Family lawyers deal with considerable assets in a separation agreement or divorce, including the family home, investments and other property, says Boulby.

“But the FLSP proposal offers no plan for insurance. They say, ‘The insurance hasn’t been worked out, but let’s go ahead anyway,’ and it seems to us that ignoring or minimizing that issue of insurance is reckless,” she says. “There is a risk to the public of having a paralegal who makes a huge mistake without being properly insured.”

Family law is complicated

Boulby says family law is complicated, dealing not only with complex financial considerations but child issues. However, the training program for paralegals is only 28 weeks, which “is not even slightly realistic,” she says.

“You need to know the family law legislation. You also need to understand tax legislation, issues of bankruptcy, business law, and how to draft contracts. That is an expertise in and of itself,” Boulby says. “A 28-week training program is just not feasible. We know because we do this work. It is necessary to have a three-year law degree and to have articled, completed the LPP program, or clerked in the court.”

The other concern is the price tag of the initiative, she says, noting the proposal will cost $550,000 to $800,000, at a minimum, and likely more than $1 million to initiate. 

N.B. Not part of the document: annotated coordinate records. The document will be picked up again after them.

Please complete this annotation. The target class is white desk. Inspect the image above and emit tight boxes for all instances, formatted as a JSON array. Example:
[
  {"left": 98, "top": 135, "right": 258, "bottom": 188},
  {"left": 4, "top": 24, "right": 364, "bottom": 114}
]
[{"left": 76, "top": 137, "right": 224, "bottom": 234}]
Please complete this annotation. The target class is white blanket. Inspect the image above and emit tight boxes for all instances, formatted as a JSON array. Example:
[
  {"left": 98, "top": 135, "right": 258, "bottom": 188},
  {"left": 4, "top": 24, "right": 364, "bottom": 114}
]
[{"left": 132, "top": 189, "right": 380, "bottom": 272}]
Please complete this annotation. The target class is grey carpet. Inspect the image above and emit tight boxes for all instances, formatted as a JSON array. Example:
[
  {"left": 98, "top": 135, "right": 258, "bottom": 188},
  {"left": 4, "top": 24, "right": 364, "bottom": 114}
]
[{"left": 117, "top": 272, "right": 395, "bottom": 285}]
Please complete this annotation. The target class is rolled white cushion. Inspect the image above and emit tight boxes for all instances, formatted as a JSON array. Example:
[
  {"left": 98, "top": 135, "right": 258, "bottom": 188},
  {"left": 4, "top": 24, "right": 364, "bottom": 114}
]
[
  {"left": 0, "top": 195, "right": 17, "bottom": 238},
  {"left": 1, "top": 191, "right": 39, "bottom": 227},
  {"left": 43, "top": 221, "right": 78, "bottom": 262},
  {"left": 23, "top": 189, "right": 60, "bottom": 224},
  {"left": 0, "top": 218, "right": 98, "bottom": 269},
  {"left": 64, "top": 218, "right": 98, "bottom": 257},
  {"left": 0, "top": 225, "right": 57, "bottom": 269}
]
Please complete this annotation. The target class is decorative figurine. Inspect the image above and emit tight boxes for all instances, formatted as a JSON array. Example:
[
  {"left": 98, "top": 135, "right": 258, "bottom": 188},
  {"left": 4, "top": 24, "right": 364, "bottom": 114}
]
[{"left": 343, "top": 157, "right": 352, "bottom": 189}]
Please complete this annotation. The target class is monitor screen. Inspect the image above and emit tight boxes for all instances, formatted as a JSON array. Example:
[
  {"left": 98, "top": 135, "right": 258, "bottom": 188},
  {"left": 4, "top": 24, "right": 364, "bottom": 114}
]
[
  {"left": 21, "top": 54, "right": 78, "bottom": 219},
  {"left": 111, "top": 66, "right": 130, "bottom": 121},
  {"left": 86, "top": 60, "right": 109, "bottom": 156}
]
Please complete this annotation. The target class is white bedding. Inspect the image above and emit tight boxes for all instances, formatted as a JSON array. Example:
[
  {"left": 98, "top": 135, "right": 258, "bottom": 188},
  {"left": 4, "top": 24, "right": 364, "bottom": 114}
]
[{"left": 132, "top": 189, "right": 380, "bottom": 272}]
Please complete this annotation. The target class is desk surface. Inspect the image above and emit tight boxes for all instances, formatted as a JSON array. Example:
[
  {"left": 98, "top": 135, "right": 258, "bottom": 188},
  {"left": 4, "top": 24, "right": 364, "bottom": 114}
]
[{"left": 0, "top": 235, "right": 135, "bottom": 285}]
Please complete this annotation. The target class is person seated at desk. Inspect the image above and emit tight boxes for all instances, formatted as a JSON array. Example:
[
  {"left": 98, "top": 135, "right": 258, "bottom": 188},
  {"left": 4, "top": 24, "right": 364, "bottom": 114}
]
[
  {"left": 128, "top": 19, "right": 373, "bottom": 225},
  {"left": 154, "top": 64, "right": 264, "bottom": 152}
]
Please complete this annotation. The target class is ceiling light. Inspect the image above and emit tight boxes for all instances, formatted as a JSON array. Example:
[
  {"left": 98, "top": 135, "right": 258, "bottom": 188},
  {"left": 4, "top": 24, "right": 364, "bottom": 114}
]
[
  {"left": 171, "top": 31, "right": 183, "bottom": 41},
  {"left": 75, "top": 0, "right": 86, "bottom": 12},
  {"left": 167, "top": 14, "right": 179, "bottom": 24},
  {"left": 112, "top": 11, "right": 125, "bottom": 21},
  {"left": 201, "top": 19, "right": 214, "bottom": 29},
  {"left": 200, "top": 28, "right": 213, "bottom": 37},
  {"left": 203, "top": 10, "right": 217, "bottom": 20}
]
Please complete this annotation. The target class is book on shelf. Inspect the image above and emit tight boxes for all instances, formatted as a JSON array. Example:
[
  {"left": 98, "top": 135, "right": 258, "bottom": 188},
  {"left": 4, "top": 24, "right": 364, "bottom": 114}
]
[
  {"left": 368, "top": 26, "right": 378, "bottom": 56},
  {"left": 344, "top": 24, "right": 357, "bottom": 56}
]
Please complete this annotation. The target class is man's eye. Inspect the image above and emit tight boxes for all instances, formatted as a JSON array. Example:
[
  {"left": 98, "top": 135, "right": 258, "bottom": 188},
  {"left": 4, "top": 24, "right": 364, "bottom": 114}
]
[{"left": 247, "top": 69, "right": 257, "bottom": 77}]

“They acknowledge that they are going to have to hire more staff to deal with it,” Boulby says. “Paralegals will obviously pay fees to be licensed, but it is acknowledged in the proposal that the program may not be self-sustaining, in which case everybody else who’s already licensed would subsidize the family law paralegal on an ongoing basis. And that, perversely, will affect all the lawyers and also increase the cost of family lawyers and put more pressure on family law fees.”

The lawyers’ groups are also opposed to a proposal to put funds into marketing to promote the program.

‘The Law Society should not be marketing any private business’

“That is something that should not happen. The Law Society should not be marketing any private business, whether it is lawyers or paralegals,” says Boulby. “It is not appropriate. The LSO should be there to ensure the public is protected from people giving legal services without having the proper competence or not having proper financial controls.”

She notes that it is not only lawyers who oppose the plan, but judges have also spoken out.

“There are many issues that we in the Toronto Lawyers Association have with this, but one major one is simply that it is the courts that decide who has the right of audience, not the Law Society and the courts are opposed to this proposal,” says Boulby.

She says another concern is that while it is not ideal for someone to be self-represented, they do receive special consideration from the courts as mandated by the Supreme Court of Canada. However, they would lose that consideration if represented by a paralegal.

Other initiatives have improved access to justice

The Law Society has been focused on paralegals as the only solution to access to family law justice, she says, but other initiatives have been introduced that have been helping, such as the limited scope services project, which allows lawyers to do such work as helping to draft pleadings without taking on the full representation. “We’ve now just recently started with an expansion scope of practice for articling and LPP students so they can go to court,” Boulby says. “We have the Family Justice Centre, to provide pro bono family advice and support for separating parties.”

The court also introduced automatic financial disclosure orders, so people do not have to go to court to fight to get their spouse’s tax returns. There is also the Judicial Dispute Resolution Project, which will see judges meet with parties in less complicated matters to try to mediate a settlement.

“These are initiatives that are underway that actually would help access to justice that the LSO needs to be promoting,” Boulby says.

She says access to justice is a problem faced by the entire legal system, not just the family law bar. Simply finding ways to provide cheaper services is meaningless if people are not receiving the representation they need.

“Family law is not mechanical. It is not a simple area,” Boulby says.